You'll see a plain text list of metrics, grouped by name and label. Each metric also contains the metadata for Prometheus, including the metric name, the type, and a friendly description:

# HELP process_num_threads Total number of threads
# TYPE process_num_threads gauge
process_num_threads 27
# HELP dotnet_total_memory_bytes Total known allocated memory
# TYPE dotnet_total_memory_bytes gauge
dotnet_total_memory_bytes 8519592
# HELP process_virtual_memory_bytes Virtual memory size in bytes.
# TYPE process_virtual_memory_bytes gauge
process_virtual_memory_bytes 2212962820096
# HELP process_cpu_seconds_total Total user and system CPU time spent in seconds.
# TYPE process_cpu_seconds_total counter
process_cpu_seconds_total 1.734375
...
# HELP ValuesController_Requests Request count
# TYPE ValuesController_Requests counter
ValuesController_Requests{method="GET",url="/"} 10
# HELP ValuesController_Responses Response count
# TYPE ValuesController_Responses counter
ValuesController_Responses{code="200",url="/"} 10

The complete output is much larger. In this snippet, I've shown the total number of threads, the allocated memory and the CPU usage, which all comes from standard Windows and .NET performance counters inside the container. I've also shown the custom HTTP request and response counters.
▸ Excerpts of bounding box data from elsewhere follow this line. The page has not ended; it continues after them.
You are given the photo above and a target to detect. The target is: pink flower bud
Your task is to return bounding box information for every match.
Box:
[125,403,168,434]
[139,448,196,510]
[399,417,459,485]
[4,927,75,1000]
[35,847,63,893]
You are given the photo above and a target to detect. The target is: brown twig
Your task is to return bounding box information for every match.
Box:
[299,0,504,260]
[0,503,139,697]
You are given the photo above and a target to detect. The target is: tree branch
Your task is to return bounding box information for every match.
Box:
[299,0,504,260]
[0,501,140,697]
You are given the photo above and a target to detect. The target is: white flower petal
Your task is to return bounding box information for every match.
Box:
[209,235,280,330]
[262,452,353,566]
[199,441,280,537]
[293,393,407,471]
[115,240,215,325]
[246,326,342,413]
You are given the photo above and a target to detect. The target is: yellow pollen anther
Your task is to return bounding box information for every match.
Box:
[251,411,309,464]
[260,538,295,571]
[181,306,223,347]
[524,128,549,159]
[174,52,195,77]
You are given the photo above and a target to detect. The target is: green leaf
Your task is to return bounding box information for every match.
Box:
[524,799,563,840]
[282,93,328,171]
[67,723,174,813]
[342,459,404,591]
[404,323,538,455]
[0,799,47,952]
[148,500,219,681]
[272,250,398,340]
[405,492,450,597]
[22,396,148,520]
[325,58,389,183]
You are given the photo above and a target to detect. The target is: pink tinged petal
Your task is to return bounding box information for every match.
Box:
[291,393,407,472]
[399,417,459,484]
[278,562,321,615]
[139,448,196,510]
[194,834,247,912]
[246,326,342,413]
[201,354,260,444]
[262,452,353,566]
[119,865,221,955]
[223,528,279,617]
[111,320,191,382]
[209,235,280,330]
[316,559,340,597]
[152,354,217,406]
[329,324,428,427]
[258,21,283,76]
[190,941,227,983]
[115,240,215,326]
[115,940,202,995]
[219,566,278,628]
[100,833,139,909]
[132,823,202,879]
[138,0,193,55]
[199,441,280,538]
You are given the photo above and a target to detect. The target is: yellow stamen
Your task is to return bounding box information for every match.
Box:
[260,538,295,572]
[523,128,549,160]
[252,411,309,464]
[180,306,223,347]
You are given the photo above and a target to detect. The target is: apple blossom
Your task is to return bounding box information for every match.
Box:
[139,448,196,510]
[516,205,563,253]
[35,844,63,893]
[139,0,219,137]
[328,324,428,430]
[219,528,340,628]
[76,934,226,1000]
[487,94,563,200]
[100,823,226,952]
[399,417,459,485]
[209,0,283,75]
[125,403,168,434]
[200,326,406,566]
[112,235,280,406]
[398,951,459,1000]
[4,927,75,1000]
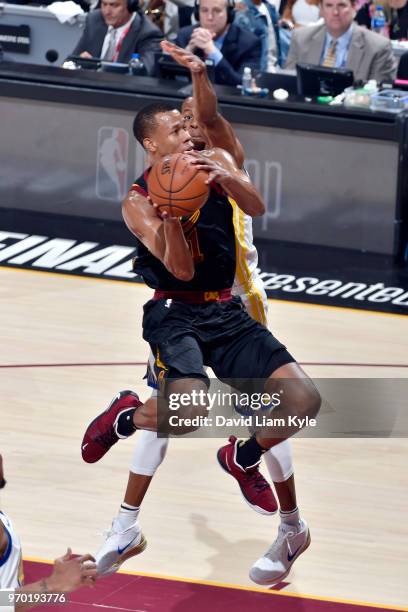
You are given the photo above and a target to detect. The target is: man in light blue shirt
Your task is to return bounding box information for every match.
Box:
[286,0,396,82]
[320,24,353,68]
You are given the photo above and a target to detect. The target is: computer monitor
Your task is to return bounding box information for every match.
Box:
[296,64,354,98]
[256,70,297,96]
[156,53,214,82]
[66,55,102,70]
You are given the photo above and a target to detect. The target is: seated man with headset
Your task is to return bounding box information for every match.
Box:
[175,0,261,85]
[72,0,163,74]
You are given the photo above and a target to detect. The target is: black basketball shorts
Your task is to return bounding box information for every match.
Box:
[143,296,295,381]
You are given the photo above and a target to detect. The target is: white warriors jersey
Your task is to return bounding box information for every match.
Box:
[0,512,23,589]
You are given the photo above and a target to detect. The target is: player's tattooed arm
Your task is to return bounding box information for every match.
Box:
[161,40,244,168]
[122,190,194,281]
[191,149,265,217]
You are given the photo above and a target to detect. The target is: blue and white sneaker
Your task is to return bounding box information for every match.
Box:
[95,519,147,576]
[249,519,310,584]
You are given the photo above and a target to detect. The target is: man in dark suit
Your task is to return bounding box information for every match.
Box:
[176,0,261,85]
[72,0,163,74]
[285,0,396,82]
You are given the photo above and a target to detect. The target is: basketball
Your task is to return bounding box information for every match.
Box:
[147,153,210,217]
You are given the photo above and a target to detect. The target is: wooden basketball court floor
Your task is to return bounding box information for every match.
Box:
[0,268,408,607]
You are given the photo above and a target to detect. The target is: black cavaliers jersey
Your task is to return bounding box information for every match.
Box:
[133,171,236,291]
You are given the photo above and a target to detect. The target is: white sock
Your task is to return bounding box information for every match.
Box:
[115,502,140,531]
[262,440,293,482]
[279,506,300,527]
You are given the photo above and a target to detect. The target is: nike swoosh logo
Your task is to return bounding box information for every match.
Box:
[288,544,302,561]
[118,536,137,555]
My custom counters in this application show the URL and the response code. In this case, I can see 10 requests to the root URL of the value controller, and ten responses with the OK status code 200. Later in this chapter, I'll show you how to visualize these statistics using Grafana.

Adding the NuGet package to the project and running the MetricServer is a simple extension of the source code. It lets me record any kind of metric that is useful, but it does mean changing the app, so it's only suitable for applications that are under active development.

In some cases, you may want to add monitoring without altering the application you want to instrument. In that case, you can run an exporter alongside your app. An exporter pulls metrics from your application process and exposes them to Prometheus. In Windows containers, you can get a lot of useful information from the standard performance counters.